Zusammenfassung
Die Nahtlosigkeitsregelung des Arbeitslosengeldes soll dauerhaft leistungsgeminderte Arbeitnehmer vor Nachteilen schützen, die infolge der unterschiedlichen Zuständigkeiten von Kranken-, Renten- und Arbeitslosenversicherung auftreten können. Das Arbeitslosengeld nach der Sonderregelung soll danach insbesondere die Sicherungslücke abdecken, die zwischen dem Auslaufen des Krankengeldes und der Bewilligung einer Rente wegen Erwerbsminderung entstehen kann. Ein Anspruch auf Arbeitslosengeld kann dabei auch bestehen, wenn das Arbeitsverhältnis noch formal fortbesteht.

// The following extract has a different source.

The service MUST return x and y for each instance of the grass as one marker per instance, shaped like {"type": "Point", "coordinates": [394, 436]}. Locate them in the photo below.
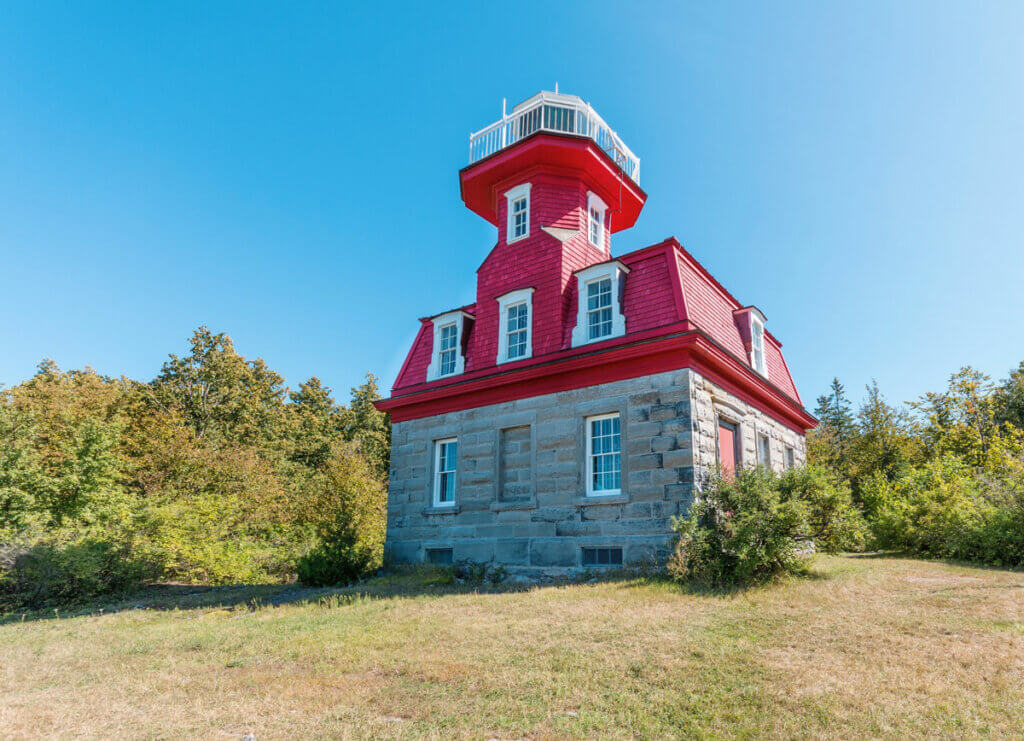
{"type": "Point", "coordinates": [868, 647]}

Sozialversicherung: Der Anspruch auf Arbeitslosengeld bei Minderung der Leistungsfähigkeit ist in § 145 SGB III geregelt.
1 Zweck
Bei der Nahtlosigkeitsregelung handelt es sich um eine Sonderform des Arbeitslosengeldes. Sie kommt typischerweise in Betracht, wenn ein dauerhaft leistungsgeminderter Arbeitnehmer seinen Anspruch auf Krankengeld ausgeschöpft hat, ehe der Rentenversicherungsträger über eine Rente wegen voller Erwerbsminderung entschieden hat. Derartige Lücken im Versicherungsschutz sollen zwar grundsätzlich nicht auftreten. So sieht das Recht der Krankenversicherung vor, Versicherte, deren Erwerbsfähigkeit erheblich gefährdet oder vermindert ist, rechtzeitig aufzufordern, einen Antrag auf
- Leistungen zur medizinischen Rehabilitation bzw. auf Leistungen zur Teilhabe am Arbeitsleben oder
- eine Rente wegen voller Erwerbsminderung
zu stellen.
Gleichwohl kommt es immer wieder vor, dass das Krankengeld endet, ehe der Rententräger über einen solchen Leistungsantrag entschieden hat. Die leistungsgeminderten Arbeitnehmer, die zuvor Beiträge zu allen Zweigen der Sozialversicherung gezahlt haben, sollen in dieser schwierigen Situation nicht ohne sozialen Schutz dastehen. Deshalb hat der Gesetzgeber mit der Nahtlosigkeitsregelung der Arbeitslosenversicherung die Aufgabe zugewiesen, die Betreffenden bis zur Entscheidung des Rentenversicherungsträgers über das Vorliegen einer Erwerbsminderung abzusichern.
2 Voraussetzungen
Ein Anspruch auf Nahtlosigkeits-Arbeitslosengeld setzt voraus, dass
- der Antragsteller allein deshalb nicht arbeitslos (für den Arbeitsmarkt verfügbar) ist, weil er wegen einer mehr als 6-monatigen Minderung seiner Leistungsfähigkeit nicht in der Lage ist, versicherungspflichtige, mindestens 15 Stunden wöchentlich umfassende Beschäftigungen unter üblichen Arbeitsmarktbedingungen auszuüben und
- der zuständige Rentenversicherungsträger verminderte Erwerbsfähigkeit im Sinne der gesetzlichen Rentenversicherung (noch) nicht festgestellt hat.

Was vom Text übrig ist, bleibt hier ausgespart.